In summary, during the synthesis, crystal growth and grain size of resulting zeolite RS-1 catalyst, estimated ratio significantly not affected with same time period. Where found no more effected on crystal growth and uniform look like long rods shape but XRD, SEM and EDX analysis technique helps to actual structure analysis. Synthesized ruthenium silicate (RS-1) has given as uniform hexagonal long rods shapes, highly crystalline morphology with similar structural morphology is as ZSM-5-type and MFI topology.
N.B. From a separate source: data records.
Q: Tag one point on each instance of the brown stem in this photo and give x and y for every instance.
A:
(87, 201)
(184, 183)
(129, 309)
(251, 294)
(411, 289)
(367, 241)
Hence, we have successfully synthesis, a strong heterogeneous, Lewis acid, solid acid RS-1 catalyst and applied in Lewis acid catalyzed reactions. On the other hand, we have developed a new straight forward and efficient methodology for the preparation of 2-arylbenzothiazole and its derivatives via ruthenium silicate (RS-1) catalyst in solvent free condition. The RS-1 catalyst is high thermal stability and reusability without any noticeable loss of reactivity. The mild reaction conditions and simplicity of the procedure offers several advantages such as shorter reaction time, simple experimental procedure, high yield and catalyst can be recycled and reused.